Anyway, physical devices are really mostly for outdoor use, and I got most of my music from Streamus before it shared the fate of most music services from as far back as AudioGalaxy of being outright destroyed because of copyright fascism. The only good site that wasn't outright shut down so far was Pandora Radio, which was instead locked to US IP addresses and requires far too much messing with VPNs - from London it's a fate not much different.
So now I'm mostly using youtube as music site. It has this mix feature which initially was dreadful, but after some training it got to be fairly decent.

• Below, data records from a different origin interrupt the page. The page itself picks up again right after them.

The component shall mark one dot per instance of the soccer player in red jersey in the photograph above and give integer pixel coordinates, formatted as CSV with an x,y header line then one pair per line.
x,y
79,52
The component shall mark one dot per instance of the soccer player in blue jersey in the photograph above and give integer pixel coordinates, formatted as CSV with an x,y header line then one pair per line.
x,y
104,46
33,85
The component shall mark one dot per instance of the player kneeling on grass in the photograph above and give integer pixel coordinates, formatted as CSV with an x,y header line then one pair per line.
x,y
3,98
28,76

And apparently there's even Chrome extension which records what I listen to on last.fm. Except of course youtube doesn't have ID3 tags, so it just uses a regular expression - apparently very simple regular expression.

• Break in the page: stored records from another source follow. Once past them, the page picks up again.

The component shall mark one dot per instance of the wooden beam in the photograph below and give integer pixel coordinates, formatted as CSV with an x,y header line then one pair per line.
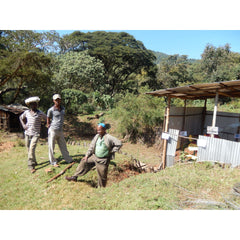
x,y
215,112
166,130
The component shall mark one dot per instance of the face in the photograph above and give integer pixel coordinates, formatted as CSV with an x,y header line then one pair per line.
x,y
101,131
33,106
57,102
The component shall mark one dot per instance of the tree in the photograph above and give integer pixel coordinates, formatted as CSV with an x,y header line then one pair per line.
x,y
24,67
121,54
78,70
220,64
173,71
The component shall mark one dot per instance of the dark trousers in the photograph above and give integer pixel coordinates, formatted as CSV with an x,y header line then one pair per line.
x,y
101,166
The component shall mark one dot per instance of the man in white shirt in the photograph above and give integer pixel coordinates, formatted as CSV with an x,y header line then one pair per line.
x,y
31,122
55,118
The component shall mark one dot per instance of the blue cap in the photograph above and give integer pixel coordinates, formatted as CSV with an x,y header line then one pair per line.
x,y
102,124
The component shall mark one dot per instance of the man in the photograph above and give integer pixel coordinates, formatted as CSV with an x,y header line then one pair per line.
x,y
55,118
99,154
31,122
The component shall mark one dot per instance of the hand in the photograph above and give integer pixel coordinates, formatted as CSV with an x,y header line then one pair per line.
x,y
25,127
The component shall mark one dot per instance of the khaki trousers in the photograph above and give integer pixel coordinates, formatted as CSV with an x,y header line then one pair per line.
x,y
53,136
101,166
31,144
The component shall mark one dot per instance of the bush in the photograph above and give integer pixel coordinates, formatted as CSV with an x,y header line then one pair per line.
x,y
138,114
73,100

I'm mildly annoyed by this. It's fun to record this kind of personal data, and it's fine it's in a random sample and some is missing, but this just has massive bias. Most common title format for youtube music videos is "artist - title", and those get recorded, but some use "artist: title" or "title - artist" or "title by artist" or some other format, and currently they all don't get recorded or get misrecorded.
For example during last hour I apparently listened to song titled "Taylor Davis" by such diverse artists as:
- Circle of Life on Violin (The Lion King)

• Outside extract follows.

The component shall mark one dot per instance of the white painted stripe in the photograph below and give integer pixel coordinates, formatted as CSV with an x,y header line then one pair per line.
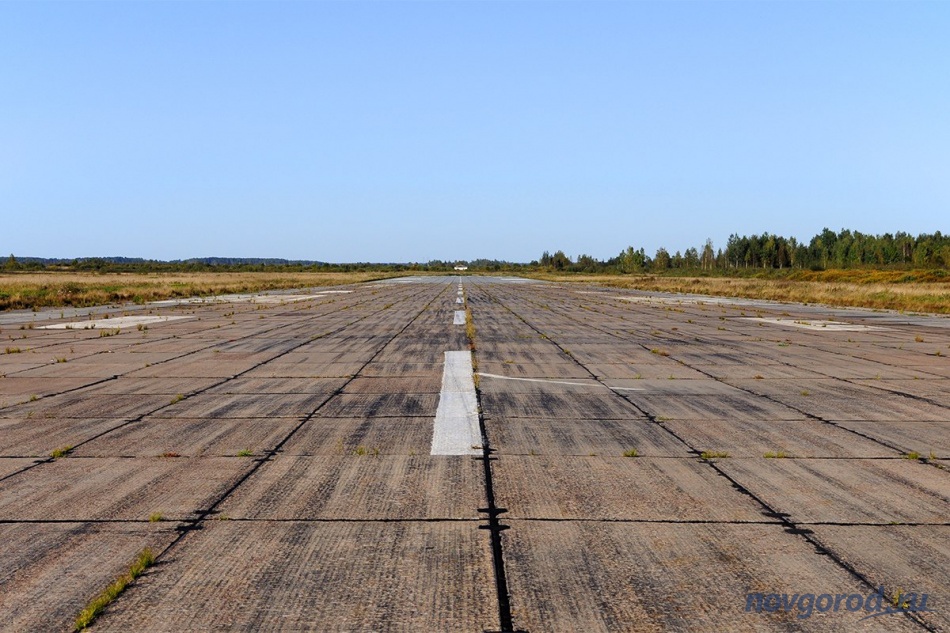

- Let It Go (Disney's Frozen)
- Doctor Who Theme (Violins)
- Bolero of Fire (From Zelda OoT) — Violin
- Duel Of The Fates (From Star Wars) Violin
On an off chance this interests anybody else, here's the list.
By the way, should something like "Taking the Hobbits to Isengard - 10 HOURS" count as one song in the date? I'd think it should count as a lot of separate songs, based on how much one listened to it. This is somewhat niche, but it's just another example how data recording process has pro-mainstream bias.